Henry didn’t say anything, he merely stared at me; perplexity in his expression as he shook his head. There was no way of knowing if he was doing so to dismiss me, or his past self, and the hope – always present, forever a thorn in my side – caused me to shrink in on myself.

‘Sorry is all I am,’ I told him. ‘It’s the only thing I have left to give.’

That and love.

Henry looked on the verge of saying something when a clattering sound heralded the return of Eliza, who was stacking her and Luke’s empty glasses in the kitchen sink.
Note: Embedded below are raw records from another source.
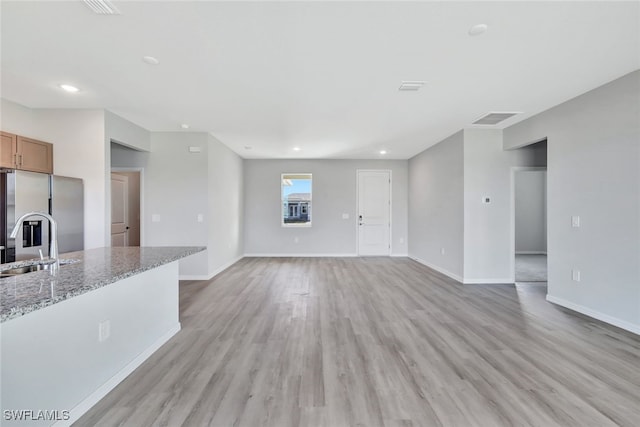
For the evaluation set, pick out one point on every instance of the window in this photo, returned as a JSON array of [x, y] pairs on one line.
[[296, 199]]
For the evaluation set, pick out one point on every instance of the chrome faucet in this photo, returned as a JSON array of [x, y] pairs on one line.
[[53, 244]]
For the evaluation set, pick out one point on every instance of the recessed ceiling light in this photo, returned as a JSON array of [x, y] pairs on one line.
[[69, 88], [151, 60], [478, 29], [411, 85]]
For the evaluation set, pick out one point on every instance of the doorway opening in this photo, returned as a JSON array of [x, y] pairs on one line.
[[374, 212], [125, 207], [530, 224]]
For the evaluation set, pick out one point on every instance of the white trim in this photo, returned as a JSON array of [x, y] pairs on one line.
[[215, 272], [195, 277], [512, 215], [438, 269], [502, 281], [628, 326], [358, 209], [299, 255], [141, 195], [105, 388]]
‘Luke’s gelling his hair,’ she explained, seeing me peering in through the open back door. ‘And Juan’s waiting out front.’
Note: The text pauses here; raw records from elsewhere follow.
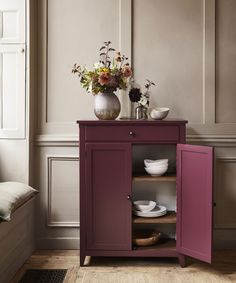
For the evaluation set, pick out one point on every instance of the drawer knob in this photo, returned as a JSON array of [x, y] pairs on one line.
[[132, 134]]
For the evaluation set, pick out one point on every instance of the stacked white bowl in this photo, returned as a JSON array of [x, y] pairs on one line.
[[156, 167]]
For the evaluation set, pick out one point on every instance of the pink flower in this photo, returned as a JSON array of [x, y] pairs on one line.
[[104, 78], [127, 71]]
I felt myself flush. ‘Juan’s here?’

Henry took his hand from mine. ‘I’ll go,’ he said, sounding less amenable than he had a few moments ago, and stomped off into the house. Unsure what else to do, I followed him, reaching the bottom of the stairs at the same time as Luke descended.

‘Hey,’ he said, then, as Henry opened the front door, ‘Oh, hi, Juan.’

‘What are you doing here?’ I blurted rudely. Juan, unsurprisingly, pulled a ‘what have I done now?’ face.

‘The Rosario began forty minutes ago,’ he said. ‘I thought you had forgotten.’

‘Crap, I haven’t got my phone,’ said Luke, and trudged back upstairs.

Juan was already backing out of the hallway, his attention switching from me to Henry. He could sense that something was going on, that he’d walked into the middle of a discussion, and was clearly trying his best to avoid confrontation.

‘I will wait outside,’ he said. ‘Paulina, she wanted to come with her abuelo, but then she remembered about...’ He trailed off, eyes flickering across the scarred side of Henry’s face. ‘She was too scared to come inside. I am sorry,’ he added nonchalantly, registering our stony glares, ‘but this is children. If they’re not being noisy, they are likely to be misbehaving. You have to watch them like an owl, with a pair of eyes in the back of your head.’

‘Got it,’ Luke reappeared, shoving his phone into his trouser pocket. ‘Shall we go?’

‘In a minute,’ said Henry. He was looking at Juan, his expression unreadable.

Eliza strolled through from the kitchen, a roll of toilet paper in her hand.

‘Thought we might need this,’ she said. ‘You know, in case we start crying.’

If I cried any more during this trip, I’d need to be placed overnight in a bowl of water to replenish myself like a peace lily.

We trooped outside, to where the midday heat hung damp like a curtain and found the front garden deserted.

‘Paulina,’ said Juan, with an urgency that sent a chill right through me. ‘She is gone.’